Abstract Object Through the construction of a competing endogenous RNA (ceRNA) network, this study aimed to search for and investigate the possible molecular mechanisms of potential biomarkers associated with ischemic stroke (IS). Method Seven expression profiles of miRNA, mRNA, and lncRNA were downloaded from the NCBI GEO database. Following the exploration of the differentially expressed miRNAs (DEmiRNAs), lncRNAs (DElncRNAs), and mRNAs (DEmRNAs), the lncRNA–miRNA and miRNA–mRNA pairs were predicted with target prediction tools, and a ceRNA network was constructed. Subsequently, functional enrichment analyses were performed, a protein–protein interaction (PPI) network was constructed, and the immune cell infiltration landscapes were evaluated using the CIBERSORT algorithm. Finally, we identified the key lncRNAs, miRNAs, and mRNAs of IS using bioinformatics methods and assessed their diagnostic efficacy in the validation datasets. The expression of these key genes was also validated using the quantitative real-time polymerase chain reaction (qRT-PCR) in PC12 cells.

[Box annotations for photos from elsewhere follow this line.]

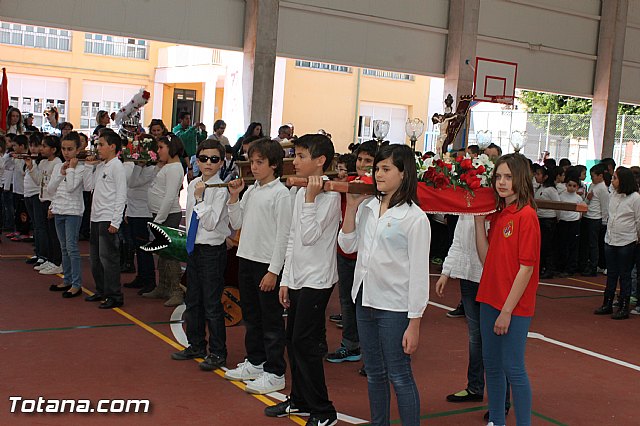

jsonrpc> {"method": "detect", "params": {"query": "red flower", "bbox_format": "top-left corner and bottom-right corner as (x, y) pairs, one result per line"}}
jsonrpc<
(460, 158), (473, 170)
(467, 179), (480, 189)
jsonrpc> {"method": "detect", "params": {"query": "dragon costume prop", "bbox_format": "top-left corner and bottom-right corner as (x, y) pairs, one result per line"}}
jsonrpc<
(140, 222), (242, 327)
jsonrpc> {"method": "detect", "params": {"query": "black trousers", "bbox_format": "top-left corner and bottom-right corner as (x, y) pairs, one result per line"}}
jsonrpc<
(184, 243), (227, 358)
(287, 287), (336, 414)
(238, 257), (287, 376)
(89, 222), (124, 302)
(40, 201), (62, 266)
(538, 218), (557, 273)
(558, 219), (580, 274)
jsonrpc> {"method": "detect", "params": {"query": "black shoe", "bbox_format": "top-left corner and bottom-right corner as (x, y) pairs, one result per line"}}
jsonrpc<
(447, 389), (483, 402)
(138, 282), (156, 296)
(49, 284), (71, 291)
(171, 346), (207, 361)
(62, 288), (82, 299)
(447, 302), (464, 318)
(484, 406), (511, 422)
(122, 276), (144, 288)
(98, 297), (124, 309)
(198, 354), (227, 371)
(84, 293), (104, 302)
(306, 413), (338, 426)
(264, 398), (311, 417)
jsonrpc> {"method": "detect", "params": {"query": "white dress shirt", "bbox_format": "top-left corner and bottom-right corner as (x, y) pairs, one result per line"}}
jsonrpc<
(558, 190), (584, 222)
(148, 161), (184, 223)
(91, 158), (127, 228)
(27, 157), (62, 201)
(186, 175), (230, 246)
(535, 186), (560, 219)
(338, 197), (431, 318)
(280, 188), (342, 290)
(47, 163), (88, 216)
(584, 182), (611, 225)
(604, 190), (640, 247)
(442, 215), (482, 283)
(124, 162), (158, 217)
(228, 178), (291, 275)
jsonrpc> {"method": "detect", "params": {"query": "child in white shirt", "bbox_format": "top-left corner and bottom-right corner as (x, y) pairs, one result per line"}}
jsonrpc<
(171, 139), (229, 371)
(224, 138), (291, 394)
(265, 134), (341, 426)
(338, 145), (431, 425)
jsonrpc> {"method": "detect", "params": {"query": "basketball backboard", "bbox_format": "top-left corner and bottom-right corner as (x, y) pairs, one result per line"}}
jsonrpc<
(473, 57), (518, 105)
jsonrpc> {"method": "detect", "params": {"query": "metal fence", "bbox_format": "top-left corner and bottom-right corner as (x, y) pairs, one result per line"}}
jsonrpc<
(469, 110), (640, 166)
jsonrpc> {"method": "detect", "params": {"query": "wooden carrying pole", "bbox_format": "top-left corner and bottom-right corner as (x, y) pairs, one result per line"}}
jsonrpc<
(287, 177), (587, 212)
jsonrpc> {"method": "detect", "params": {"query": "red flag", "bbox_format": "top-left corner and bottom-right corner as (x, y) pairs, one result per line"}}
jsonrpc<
(0, 68), (9, 130)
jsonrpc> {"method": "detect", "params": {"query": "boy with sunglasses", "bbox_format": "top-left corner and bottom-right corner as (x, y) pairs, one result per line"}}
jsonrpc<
(171, 139), (229, 371)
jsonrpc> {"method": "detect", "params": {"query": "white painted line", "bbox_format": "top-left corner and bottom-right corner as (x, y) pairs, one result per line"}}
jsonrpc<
(171, 304), (369, 425)
(171, 303), (189, 348)
(429, 300), (640, 371)
(540, 281), (604, 293)
(527, 332), (640, 371)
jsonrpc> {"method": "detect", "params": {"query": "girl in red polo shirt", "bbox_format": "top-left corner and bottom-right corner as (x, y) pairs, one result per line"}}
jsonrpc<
(475, 153), (540, 425)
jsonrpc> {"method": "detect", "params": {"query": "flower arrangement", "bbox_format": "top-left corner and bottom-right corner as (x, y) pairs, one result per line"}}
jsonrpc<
(416, 154), (494, 194)
(119, 135), (158, 164)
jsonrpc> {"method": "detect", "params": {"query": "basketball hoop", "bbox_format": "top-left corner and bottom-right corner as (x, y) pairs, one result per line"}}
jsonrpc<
(473, 57), (518, 107)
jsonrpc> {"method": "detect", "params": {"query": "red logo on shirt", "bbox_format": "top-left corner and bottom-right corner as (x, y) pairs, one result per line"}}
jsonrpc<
(502, 220), (513, 238)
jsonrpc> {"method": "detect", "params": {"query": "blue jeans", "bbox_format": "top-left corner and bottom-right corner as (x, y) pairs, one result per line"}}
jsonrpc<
(55, 214), (82, 288)
(480, 303), (531, 426)
(604, 242), (637, 299)
(356, 292), (420, 426)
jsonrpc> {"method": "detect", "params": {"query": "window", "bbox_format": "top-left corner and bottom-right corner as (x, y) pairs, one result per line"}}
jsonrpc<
(0, 21), (71, 52)
(362, 68), (416, 81)
(84, 33), (149, 59)
(296, 59), (351, 74)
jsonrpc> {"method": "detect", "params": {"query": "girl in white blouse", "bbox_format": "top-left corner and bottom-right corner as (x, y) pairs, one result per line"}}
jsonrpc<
(142, 133), (184, 306)
(594, 167), (640, 319)
(338, 145), (431, 426)
(47, 132), (91, 299)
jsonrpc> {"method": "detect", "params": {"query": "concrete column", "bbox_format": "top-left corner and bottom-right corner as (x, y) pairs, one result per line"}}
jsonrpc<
(589, 0), (629, 160)
(444, 0), (480, 148)
(242, 0), (279, 135)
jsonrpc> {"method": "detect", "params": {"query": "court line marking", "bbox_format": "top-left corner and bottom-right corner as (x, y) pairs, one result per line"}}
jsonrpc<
(429, 301), (640, 371)
(539, 281), (604, 293)
(171, 304), (369, 425)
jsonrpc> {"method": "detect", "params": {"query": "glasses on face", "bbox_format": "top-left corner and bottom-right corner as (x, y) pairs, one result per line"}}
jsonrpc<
(197, 155), (220, 164)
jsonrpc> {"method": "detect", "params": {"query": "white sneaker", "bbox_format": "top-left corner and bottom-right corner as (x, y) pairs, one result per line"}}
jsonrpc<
(224, 359), (264, 381)
(33, 260), (56, 271)
(40, 264), (62, 275)
(245, 371), (284, 395)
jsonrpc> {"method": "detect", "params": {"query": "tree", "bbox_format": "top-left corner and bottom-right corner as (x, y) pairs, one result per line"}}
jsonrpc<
(518, 90), (640, 140)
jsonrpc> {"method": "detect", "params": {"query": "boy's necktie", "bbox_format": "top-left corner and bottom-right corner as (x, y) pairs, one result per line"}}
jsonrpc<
(187, 210), (200, 255)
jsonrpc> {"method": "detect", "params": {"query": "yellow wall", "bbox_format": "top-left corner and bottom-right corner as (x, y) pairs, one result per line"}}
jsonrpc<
(161, 83), (204, 130)
(282, 59), (429, 152)
(0, 31), (171, 127)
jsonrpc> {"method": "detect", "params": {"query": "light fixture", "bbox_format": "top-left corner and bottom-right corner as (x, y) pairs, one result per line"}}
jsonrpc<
(509, 130), (527, 153)
(404, 118), (424, 152)
(476, 130), (493, 151)
(373, 120), (391, 146)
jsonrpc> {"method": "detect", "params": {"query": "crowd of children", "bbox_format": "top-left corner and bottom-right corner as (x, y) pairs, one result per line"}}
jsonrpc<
(5, 102), (640, 426)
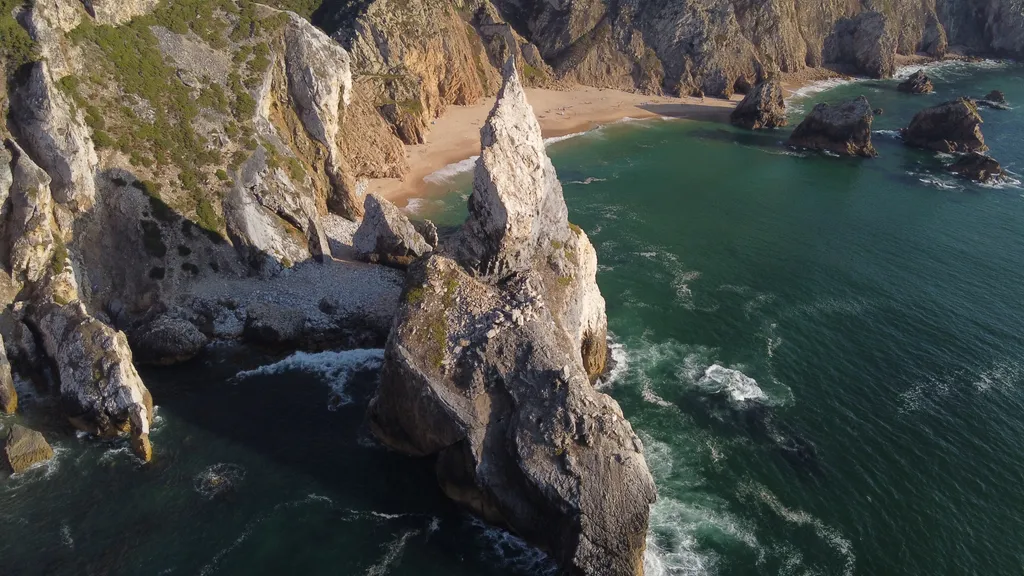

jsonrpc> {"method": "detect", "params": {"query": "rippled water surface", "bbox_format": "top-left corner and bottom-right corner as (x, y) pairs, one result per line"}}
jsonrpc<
(0, 60), (1024, 576)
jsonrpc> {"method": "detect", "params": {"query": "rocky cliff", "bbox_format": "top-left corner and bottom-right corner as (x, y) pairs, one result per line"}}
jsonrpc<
(370, 60), (654, 576)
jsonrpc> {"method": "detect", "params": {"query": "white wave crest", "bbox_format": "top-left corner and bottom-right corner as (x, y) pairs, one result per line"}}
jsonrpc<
(233, 348), (384, 409)
(423, 156), (480, 184)
(697, 364), (768, 404)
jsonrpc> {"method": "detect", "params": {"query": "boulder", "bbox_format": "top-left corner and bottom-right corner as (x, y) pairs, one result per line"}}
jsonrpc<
(3, 424), (53, 474)
(130, 316), (210, 366)
(822, 11), (898, 78)
(949, 152), (1007, 182)
(242, 302), (306, 345)
(0, 336), (17, 414)
(787, 96), (878, 158)
(896, 70), (935, 94)
(352, 194), (432, 268)
(730, 80), (786, 130)
(31, 303), (154, 461)
(900, 98), (988, 153)
(369, 59), (655, 576)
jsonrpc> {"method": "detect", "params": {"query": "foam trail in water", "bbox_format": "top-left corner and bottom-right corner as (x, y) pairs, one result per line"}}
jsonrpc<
(234, 348), (384, 409)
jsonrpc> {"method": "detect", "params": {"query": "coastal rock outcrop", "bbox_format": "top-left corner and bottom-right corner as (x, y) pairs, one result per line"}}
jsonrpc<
(823, 11), (898, 78)
(370, 57), (655, 576)
(896, 70), (935, 94)
(0, 337), (17, 414)
(900, 98), (988, 153)
(30, 303), (154, 461)
(3, 424), (53, 474)
(949, 152), (1007, 182)
(730, 80), (786, 130)
(352, 194), (437, 268)
(787, 96), (878, 158)
(129, 316), (210, 366)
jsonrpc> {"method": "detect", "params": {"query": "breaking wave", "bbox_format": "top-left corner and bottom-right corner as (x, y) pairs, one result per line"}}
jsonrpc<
(234, 348), (384, 410)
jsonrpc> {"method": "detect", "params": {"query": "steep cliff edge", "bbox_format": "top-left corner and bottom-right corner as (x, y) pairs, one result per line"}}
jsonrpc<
(370, 60), (655, 576)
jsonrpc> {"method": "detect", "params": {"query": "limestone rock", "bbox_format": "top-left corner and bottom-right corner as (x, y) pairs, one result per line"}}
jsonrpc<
(730, 80), (786, 130)
(243, 302), (306, 345)
(787, 96), (878, 158)
(0, 336), (17, 414)
(901, 98), (988, 153)
(4, 140), (54, 282)
(461, 58), (569, 278)
(949, 152), (1007, 182)
(11, 61), (99, 211)
(3, 424), (53, 474)
(352, 194), (436, 268)
(896, 70), (935, 94)
(32, 301), (154, 461)
(370, 58), (655, 576)
(824, 11), (897, 78)
(130, 316), (209, 366)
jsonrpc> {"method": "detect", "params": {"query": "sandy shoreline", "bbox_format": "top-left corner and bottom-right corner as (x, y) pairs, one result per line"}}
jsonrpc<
(368, 87), (741, 206)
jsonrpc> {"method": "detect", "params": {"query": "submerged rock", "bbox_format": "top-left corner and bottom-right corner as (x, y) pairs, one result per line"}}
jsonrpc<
(949, 152), (1007, 182)
(730, 80), (786, 130)
(787, 96), (878, 158)
(352, 194), (437, 268)
(131, 316), (210, 366)
(370, 60), (655, 576)
(900, 98), (988, 153)
(3, 424), (53, 474)
(896, 70), (935, 94)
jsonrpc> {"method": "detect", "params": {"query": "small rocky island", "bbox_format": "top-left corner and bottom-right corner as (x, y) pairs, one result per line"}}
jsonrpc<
(365, 59), (655, 576)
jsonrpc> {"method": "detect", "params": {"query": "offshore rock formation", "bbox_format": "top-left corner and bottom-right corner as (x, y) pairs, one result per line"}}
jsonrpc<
(729, 80), (787, 130)
(949, 152), (1007, 182)
(352, 194), (437, 268)
(896, 70), (935, 94)
(786, 96), (878, 158)
(3, 424), (53, 474)
(370, 61), (655, 576)
(900, 98), (988, 153)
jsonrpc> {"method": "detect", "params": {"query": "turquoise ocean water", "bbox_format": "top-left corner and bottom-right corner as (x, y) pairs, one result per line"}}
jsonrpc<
(0, 64), (1024, 576)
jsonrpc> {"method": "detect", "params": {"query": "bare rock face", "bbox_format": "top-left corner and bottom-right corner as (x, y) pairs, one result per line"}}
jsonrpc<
(949, 152), (1007, 182)
(787, 96), (878, 158)
(3, 140), (54, 282)
(352, 194), (437, 268)
(730, 80), (786, 130)
(823, 11), (897, 78)
(3, 424), (53, 474)
(0, 337), (17, 414)
(285, 12), (362, 218)
(370, 63), (655, 576)
(130, 316), (210, 366)
(901, 98), (988, 153)
(32, 301), (154, 461)
(11, 61), (99, 211)
(462, 59), (569, 278)
(896, 70), (935, 94)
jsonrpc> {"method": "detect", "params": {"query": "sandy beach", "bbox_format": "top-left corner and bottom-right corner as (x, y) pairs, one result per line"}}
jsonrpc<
(368, 87), (741, 206)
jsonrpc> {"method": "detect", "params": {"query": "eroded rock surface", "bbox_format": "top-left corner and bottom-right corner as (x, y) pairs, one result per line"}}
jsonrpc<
(352, 194), (437, 268)
(901, 98), (988, 153)
(787, 96), (878, 158)
(896, 70), (935, 94)
(370, 57), (655, 576)
(730, 80), (787, 130)
(3, 424), (53, 474)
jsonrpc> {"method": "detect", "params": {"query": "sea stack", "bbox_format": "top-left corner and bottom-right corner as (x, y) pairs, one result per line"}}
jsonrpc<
(787, 96), (878, 158)
(369, 58), (655, 576)
(730, 80), (786, 130)
(901, 98), (988, 153)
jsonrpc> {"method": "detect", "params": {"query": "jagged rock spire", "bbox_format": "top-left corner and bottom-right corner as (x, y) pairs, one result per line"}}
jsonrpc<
(461, 56), (568, 278)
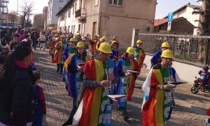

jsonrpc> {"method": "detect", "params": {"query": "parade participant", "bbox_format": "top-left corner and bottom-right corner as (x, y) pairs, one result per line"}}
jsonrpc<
(134, 40), (145, 73)
(63, 38), (77, 61)
(115, 47), (138, 120)
(49, 33), (59, 61)
(198, 66), (210, 86)
(96, 36), (106, 50)
(73, 42), (114, 126)
(151, 42), (170, 68)
(53, 35), (64, 74)
(63, 38), (77, 87)
(0, 43), (34, 126)
(61, 34), (68, 50)
(63, 42), (89, 126)
(38, 32), (46, 50)
(82, 37), (89, 50)
(86, 38), (97, 59)
(109, 41), (119, 62)
(142, 50), (180, 126)
(32, 70), (46, 126)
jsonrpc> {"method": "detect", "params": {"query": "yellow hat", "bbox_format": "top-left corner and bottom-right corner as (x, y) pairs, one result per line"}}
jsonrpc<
(111, 41), (118, 46)
(77, 42), (85, 48)
(70, 38), (77, 42)
(98, 42), (112, 53)
(161, 42), (170, 48)
(55, 34), (59, 37)
(61, 34), (66, 38)
(126, 47), (135, 55)
(161, 49), (173, 58)
(136, 40), (142, 44)
(101, 36), (106, 41)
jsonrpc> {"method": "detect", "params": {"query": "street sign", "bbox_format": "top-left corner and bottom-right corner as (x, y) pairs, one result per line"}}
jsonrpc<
(168, 12), (174, 22)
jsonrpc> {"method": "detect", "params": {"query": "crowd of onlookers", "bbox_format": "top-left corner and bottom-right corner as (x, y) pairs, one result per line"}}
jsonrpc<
(0, 28), (47, 126)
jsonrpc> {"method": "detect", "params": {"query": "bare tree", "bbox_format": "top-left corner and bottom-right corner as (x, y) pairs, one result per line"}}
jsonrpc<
(21, 0), (33, 27)
(7, 12), (18, 25)
(33, 14), (44, 30)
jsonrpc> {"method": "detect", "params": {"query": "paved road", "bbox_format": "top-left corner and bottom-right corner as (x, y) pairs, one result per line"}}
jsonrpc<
(36, 50), (210, 126)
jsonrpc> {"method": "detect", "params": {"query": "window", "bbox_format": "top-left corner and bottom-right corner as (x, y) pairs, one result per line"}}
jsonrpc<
(109, 0), (123, 6)
(74, 2), (77, 11)
(95, 0), (98, 6)
(68, 8), (71, 18)
(72, 4), (75, 14)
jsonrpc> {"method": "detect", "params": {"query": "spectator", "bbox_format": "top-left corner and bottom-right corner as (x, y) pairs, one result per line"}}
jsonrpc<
(0, 43), (34, 126)
(33, 70), (46, 126)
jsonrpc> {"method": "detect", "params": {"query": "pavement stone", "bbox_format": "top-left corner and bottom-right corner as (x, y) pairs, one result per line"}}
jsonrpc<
(35, 50), (210, 126)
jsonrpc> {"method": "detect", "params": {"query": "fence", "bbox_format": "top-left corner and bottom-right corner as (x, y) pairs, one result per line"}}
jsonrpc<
(133, 33), (210, 65)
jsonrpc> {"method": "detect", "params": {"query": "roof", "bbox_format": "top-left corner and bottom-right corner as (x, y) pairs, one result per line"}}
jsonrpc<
(164, 3), (201, 18)
(56, 0), (74, 16)
(154, 17), (194, 27)
(154, 18), (168, 26)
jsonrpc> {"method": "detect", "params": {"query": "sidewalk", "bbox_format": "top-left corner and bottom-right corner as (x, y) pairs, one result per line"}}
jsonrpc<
(35, 49), (210, 126)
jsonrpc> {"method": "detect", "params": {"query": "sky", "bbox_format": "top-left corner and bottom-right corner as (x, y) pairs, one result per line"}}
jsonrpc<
(155, 0), (201, 19)
(8, 0), (200, 19)
(8, 0), (49, 14)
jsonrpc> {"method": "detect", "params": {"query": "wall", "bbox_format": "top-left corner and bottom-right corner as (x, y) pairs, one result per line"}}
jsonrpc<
(174, 7), (200, 35)
(144, 55), (202, 84)
(58, 0), (100, 35)
(84, 0), (101, 36)
(99, 0), (156, 48)
(47, 0), (68, 24)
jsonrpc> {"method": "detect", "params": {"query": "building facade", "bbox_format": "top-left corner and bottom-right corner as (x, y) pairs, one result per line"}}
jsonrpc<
(57, 0), (156, 47)
(47, 0), (69, 25)
(154, 3), (201, 35)
(0, 0), (9, 24)
(42, 6), (48, 29)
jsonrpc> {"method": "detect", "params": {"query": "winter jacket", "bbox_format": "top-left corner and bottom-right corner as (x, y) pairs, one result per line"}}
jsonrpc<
(0, 68), (34, 126)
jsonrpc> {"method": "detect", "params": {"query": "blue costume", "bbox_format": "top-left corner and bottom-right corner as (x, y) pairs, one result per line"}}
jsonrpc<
(151, 50), (162, 68)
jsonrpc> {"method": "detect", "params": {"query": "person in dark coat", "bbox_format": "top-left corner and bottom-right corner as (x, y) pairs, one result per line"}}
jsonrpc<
(32, 70), (46, 126)
(0, 43), (34, 126)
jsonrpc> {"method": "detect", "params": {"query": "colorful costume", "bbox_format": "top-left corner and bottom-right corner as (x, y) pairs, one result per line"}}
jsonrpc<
(134, 47), (145, 73)
(109, 49), (119, 62)
(115, 58), (138, 107)
(142, 64), (180, 126)
(73, 59), (114, 126)
(53, 41), (64, 63)
(64, 51), (89, 100)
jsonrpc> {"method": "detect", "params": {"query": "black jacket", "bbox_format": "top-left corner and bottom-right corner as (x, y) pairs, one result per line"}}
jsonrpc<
(0, 69), (34, 126)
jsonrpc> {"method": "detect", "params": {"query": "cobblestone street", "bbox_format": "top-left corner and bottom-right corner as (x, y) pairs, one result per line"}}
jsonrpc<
(36, 50), (210, 126)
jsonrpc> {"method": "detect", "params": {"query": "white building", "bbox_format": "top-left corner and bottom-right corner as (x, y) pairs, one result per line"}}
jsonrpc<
(47, 0), (69, 25)
(165, 3), (201, 35)
(0, 0), (9, 24)
(57, 0), (156, 48)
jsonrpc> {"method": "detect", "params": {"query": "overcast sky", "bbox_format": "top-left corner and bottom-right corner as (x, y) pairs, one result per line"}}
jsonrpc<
(155, 0), (201, 19)
(9, 0), (200, 19)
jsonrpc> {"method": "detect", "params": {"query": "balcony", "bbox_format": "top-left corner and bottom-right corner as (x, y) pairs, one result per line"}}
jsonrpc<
(75, 9), (81, 18)
(75, 9), (86, 20)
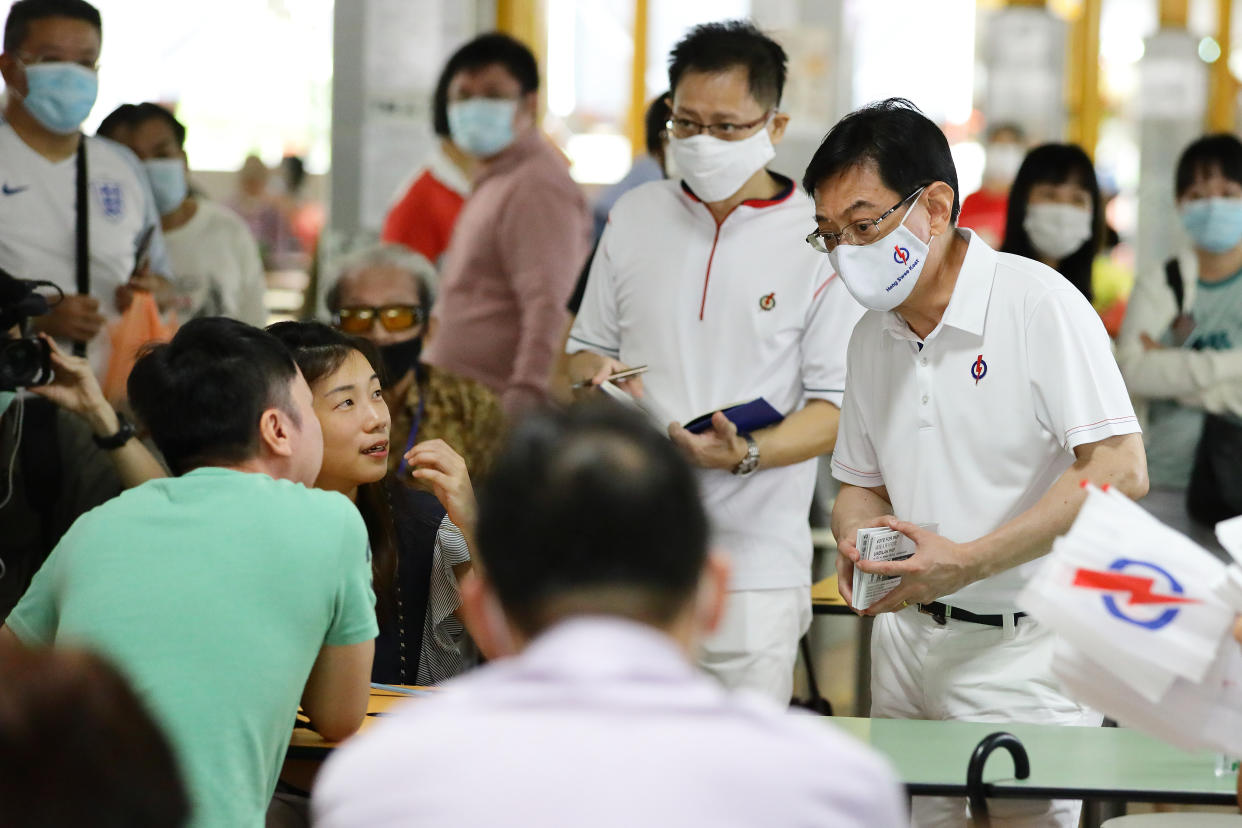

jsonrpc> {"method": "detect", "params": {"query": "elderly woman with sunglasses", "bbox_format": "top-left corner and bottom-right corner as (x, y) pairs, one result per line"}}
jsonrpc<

Results We constructed the ceRNA network for IS. The DEmRNAs were mainly enriched in inflammatory signaling pathways through enrichment analysis. In the cerebral infarction group, the B cells naïve, T cells naïve, and monocytes had statistically different numbers compared with the control group. We used the criterion AUC > 0.7 to screen key miRNAs, mRNAs, and lncRNA. Finally, six key RNAs were identified. The verification results of the relative RNA expression by qRT-PCR were consistent with the results of the bioinformatics analysis. Conclusion Our results suggest that the ceRNA network exerted an important role in the inflammatory pathogenesis of IS and provided a new strategy to conduct IS research.